Abstract:Skeletal motion plays a pivotal role in human activity recognition (HAR). Recently, attack methods have been proposed to identify the universal vulnerability of skeleton-based HAR(S-HAR). However, the research of adversarial transferability on S-HAR is largely missing. More importantly, existing attacks all struggle in transfer across unknown S-HAR models. We observed that the key reason is that the loss landscape of the action recognizers is rugged and sharp. Given the established correlation in prior studies~\cite{qin2022boosting,wu2020towards} between loss landscape and adversarial transferability, we assume and empirically validate that smoothing the loss landscape could potentially improve adversarial transferability on S-HAR. This is achieved by proposing a new post-train Dual Bayesian strategy, which can effectively explore the model posterior space for a collection of surrogates without the need for re-training.

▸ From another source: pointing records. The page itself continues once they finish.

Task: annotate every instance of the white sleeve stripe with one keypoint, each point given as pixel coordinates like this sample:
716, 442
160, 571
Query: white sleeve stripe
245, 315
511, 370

Furthermore, to craft adversarial examples along the motion manifold, we incorporate the attack gradient with information of the motion dynamics in a Bayesian manner. Evaluated on benchmark datasets, e.g. HDM05 and NTU 60, the average transfer success rate can reach as high as 35.9\% and 45.5\% respectively. In comparison, current state-of-the-art skeletal attacks achieve only 3.6\% and 9.8\%. The high adversarial transferability remains consistent across various surrogate, victim, and even defense models. Through a comprehensive analysis of the results, we provide insights on what surrogates are more likely to exhibit transferability, to shed light on future research.